No centenário do Dia Internacional da Mulher, cerca de 1.500 militantes fazem ato em SP

Guilherme Balza
Do UOL Notícias

Em São Paulo

Aproximadamente 1.500 mulheres integrantes de movimentos sociais, partidos políticos e sindicatos realizam ato pelas ruas do centro de São Paulo para celebrar o Dia Internacional da Mulher --que neste ano completa 100 anos-- e protestar contra a desigualdade de gênero presente na sociedade.

A manifestação realizada nesta segunda-feira (8) na capital paulista teve início por volta de 10h na praça do Patriarca, batizada pelas mulheres de “praça da Matriarca”. Vestidas de roxo e vermelho e acompanhadas por carros de som, as militantes marcharam até a praça da Sé, no centro, distribuindo panfletos e entoando palavras de ordem, segundo afirmou Thaís Lapa, integrante da organização do ato.

O Dia da Mulher foi proposto em 1910 pela alemã Clara Zetkin, na 2ª Conferência Internacional das Mulheres Socialistas, e passou a ser celebrado em diversos países, embora de forma não oficial. Em 8 de março de 1917, uma mobilização de operárias russas --prenúncio para a Revolução de outubro, no mesmo país-- reforçou a importância da data para a luta das mulheres. Contudo, a fixação internacional do Dia da Mulher se deu a partir de 1922, após exigência da militante bolchevique Alexandra Kolontai a Vladimir Lênin.
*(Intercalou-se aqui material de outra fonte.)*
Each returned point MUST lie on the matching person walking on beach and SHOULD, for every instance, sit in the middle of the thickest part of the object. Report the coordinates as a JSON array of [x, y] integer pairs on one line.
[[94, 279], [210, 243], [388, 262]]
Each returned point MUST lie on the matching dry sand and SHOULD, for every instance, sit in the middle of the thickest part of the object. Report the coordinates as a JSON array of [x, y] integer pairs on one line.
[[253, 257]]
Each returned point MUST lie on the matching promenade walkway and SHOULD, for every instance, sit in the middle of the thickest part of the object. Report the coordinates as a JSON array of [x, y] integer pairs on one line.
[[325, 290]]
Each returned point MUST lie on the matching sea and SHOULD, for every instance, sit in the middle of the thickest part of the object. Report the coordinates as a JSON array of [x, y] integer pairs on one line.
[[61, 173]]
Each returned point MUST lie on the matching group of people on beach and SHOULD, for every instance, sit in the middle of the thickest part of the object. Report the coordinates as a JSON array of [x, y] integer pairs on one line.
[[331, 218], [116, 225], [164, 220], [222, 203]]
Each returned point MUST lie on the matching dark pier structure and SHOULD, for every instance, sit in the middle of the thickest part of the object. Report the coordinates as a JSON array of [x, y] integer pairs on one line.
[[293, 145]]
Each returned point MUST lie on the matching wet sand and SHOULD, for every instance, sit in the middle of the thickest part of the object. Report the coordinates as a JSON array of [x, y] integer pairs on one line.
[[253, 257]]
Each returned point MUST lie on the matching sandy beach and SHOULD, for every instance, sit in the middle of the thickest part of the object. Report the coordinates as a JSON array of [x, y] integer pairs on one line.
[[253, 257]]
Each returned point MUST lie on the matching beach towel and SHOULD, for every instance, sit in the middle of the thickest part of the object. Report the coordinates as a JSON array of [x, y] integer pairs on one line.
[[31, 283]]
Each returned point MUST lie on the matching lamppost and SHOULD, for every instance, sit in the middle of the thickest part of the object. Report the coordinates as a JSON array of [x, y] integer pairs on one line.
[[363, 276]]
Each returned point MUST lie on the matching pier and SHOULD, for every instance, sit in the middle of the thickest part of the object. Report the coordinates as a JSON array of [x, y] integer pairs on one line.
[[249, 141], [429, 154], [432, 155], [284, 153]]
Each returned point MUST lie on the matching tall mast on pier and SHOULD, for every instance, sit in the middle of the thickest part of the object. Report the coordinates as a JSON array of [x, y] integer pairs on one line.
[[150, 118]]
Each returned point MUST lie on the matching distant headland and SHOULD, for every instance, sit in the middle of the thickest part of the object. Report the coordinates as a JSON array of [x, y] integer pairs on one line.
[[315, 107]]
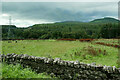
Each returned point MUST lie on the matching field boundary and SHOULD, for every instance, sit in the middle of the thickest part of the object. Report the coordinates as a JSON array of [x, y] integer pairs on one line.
[[63, 69]]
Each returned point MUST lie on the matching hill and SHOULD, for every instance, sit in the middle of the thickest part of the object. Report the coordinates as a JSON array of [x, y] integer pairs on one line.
[[105, 20]]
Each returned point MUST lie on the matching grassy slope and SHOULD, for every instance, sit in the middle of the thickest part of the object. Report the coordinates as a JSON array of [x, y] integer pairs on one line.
[[16, 71], [62, 49]]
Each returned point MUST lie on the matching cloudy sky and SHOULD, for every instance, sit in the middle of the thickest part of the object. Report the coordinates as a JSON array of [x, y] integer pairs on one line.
[[25, 14]]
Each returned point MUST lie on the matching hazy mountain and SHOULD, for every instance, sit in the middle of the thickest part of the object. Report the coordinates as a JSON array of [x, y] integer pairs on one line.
[[105, 20]]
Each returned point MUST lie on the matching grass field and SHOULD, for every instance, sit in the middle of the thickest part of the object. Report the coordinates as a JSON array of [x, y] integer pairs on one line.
[[17, 71], [67, 50]]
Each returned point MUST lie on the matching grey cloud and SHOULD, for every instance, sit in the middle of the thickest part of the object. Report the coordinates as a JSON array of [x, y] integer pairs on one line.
[[59, 11]]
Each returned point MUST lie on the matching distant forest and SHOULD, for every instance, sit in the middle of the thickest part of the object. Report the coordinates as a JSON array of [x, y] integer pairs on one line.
[[69, 29]]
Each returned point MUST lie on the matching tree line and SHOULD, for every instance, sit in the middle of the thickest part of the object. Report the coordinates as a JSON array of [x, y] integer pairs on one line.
[[62, 30]]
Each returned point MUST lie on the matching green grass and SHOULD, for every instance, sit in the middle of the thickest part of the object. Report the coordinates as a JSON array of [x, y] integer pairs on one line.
[[109, 41], [16, 71], [62, 49]]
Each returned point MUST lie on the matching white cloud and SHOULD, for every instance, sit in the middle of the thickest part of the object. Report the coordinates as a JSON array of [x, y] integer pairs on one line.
[[60, 0]]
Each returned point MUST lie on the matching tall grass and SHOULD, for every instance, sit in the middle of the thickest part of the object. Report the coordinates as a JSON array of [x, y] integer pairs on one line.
[[16, 71], [64, 50]]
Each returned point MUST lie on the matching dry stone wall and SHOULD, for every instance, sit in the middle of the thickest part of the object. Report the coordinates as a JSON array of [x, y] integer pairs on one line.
[[63, 69]]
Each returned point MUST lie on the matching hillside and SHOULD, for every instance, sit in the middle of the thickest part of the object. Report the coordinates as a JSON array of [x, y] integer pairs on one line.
[[105, 20]]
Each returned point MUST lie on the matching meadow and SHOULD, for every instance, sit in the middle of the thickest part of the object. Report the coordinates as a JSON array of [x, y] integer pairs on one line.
[[87, 52]]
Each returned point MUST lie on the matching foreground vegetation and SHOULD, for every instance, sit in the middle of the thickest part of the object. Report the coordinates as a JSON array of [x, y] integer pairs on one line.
[[67, 50], [17, 71]]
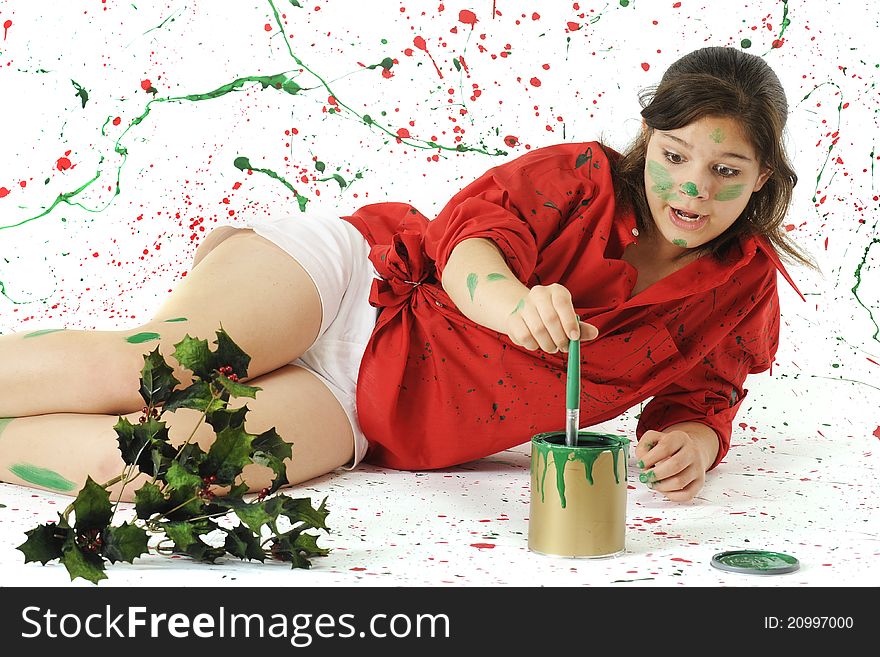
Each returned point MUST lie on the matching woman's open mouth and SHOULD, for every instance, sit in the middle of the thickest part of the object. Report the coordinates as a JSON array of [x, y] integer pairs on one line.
[[687, 220]]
Neste ano, as reivindicações das entidades que integram a manifestação se concentram em torno de quatro eixos principais: o combate à violência sexual, doméstica e militar; a legalização do aborto; valorização do trabalho feminino e fim da divisão sexual do trabalho; e maior participação política.

De acordo com nota assinada pelas entidades que compõem a manifestação, as mulheres reconhecem os avanços conquistados após a criação da Lei Maria da Penha, mas alegam que a legislação não é aplicada integralmente na prática. Além da aplicação efetiva da lei, as entidades reivindicam a criação de abrigos públicos para vítimas de agressões e seus filhos.

Para Thaís Lapa, a recente decisão do Superior Tribunal de Justiça (STJ) que concedeu só à mulher agredida o direito de acusação ao agressor, impedindo que o Ministério Público faça a denúncia, também é alvo de crítica das organizações presentes no ato. “A Lei Maria da Penha não é implantada plenamente. Além disso, a decisão do STJ ‘amortizou’ a força da lei”, afirma a militante.

As mulheres defendem também que o direito ao aborto para mulheres vítimas de abuso sexual seja garantido na prática, por meio da melhoria nas condições das clínicas e hospitais e de acompanhamento médico e psicossocial. As entidades ainda exigem que o direito ao aborto seja estendido a toda mulher que desejar interromper a gravidez.

Com relação à valorização do trabalho, as mulheres reivindicam igualdade salarial e de condições. Na nota, as entidades alegam que a mulher recebe, em média, 71% do salário do homem, mesmo com maior escolaridade. As mulheres negras, diz o texto, enfrentam situação mais desigual, recebendo, em média, salários 51% menores do que os das mulheres brancas.

Por fim, as mulheres exigem maior presença feminina em instâncias políticas, tais como o Congresso Nacional, cargos executivos, partidos políticos e sindicatos. “As mulheres estão sempre na luta, mas nunca são dirigentes de partidos, sindicatos e movimentos sociais”, diz Lapa.

Marcha entre Campinas e São Paulo
Também como parte integrante do Dia e da Semana da Mulher, a Marcha Mundial das Mulheres --organização que integra várias entidades-- fará uma marcha de Campinas à São Paulo entre os dias 8 e 18 de março. De acordo com a organização do evento, aproximadamente 3.000 mulheres marcharão entre as cidades.

Hoje, haverá a concentração para a passeata e um ato no centro de Campinas. A partir de amanhã, as mulheres pegam a estrada rumo à capital paulista, realizando paradas em Vinhedo, Louveira, Jundiaí, Várzea, Cajamar, Jordanésia, Perus e Osasco, onde serão realizados cursos, debates e manifestações.

Via Campesina organiza ações
Integrante da marcha, a Via Campesina também participará --com cerca de 5.000 militantes, no total-- de mobilizações em 11 Estados,: São Paulo, Rio de Janeiro, Paraná, Ceará, Paraíba, Alagoas, Pernambuco, Minas Gerais, Tocantins, Mato Grosso e Rio Grande do Sul. Além das reivindicações de gênero, as mulheres da Via Campesina irão protestar contra a concentração fundiária e a desigualdade no campo.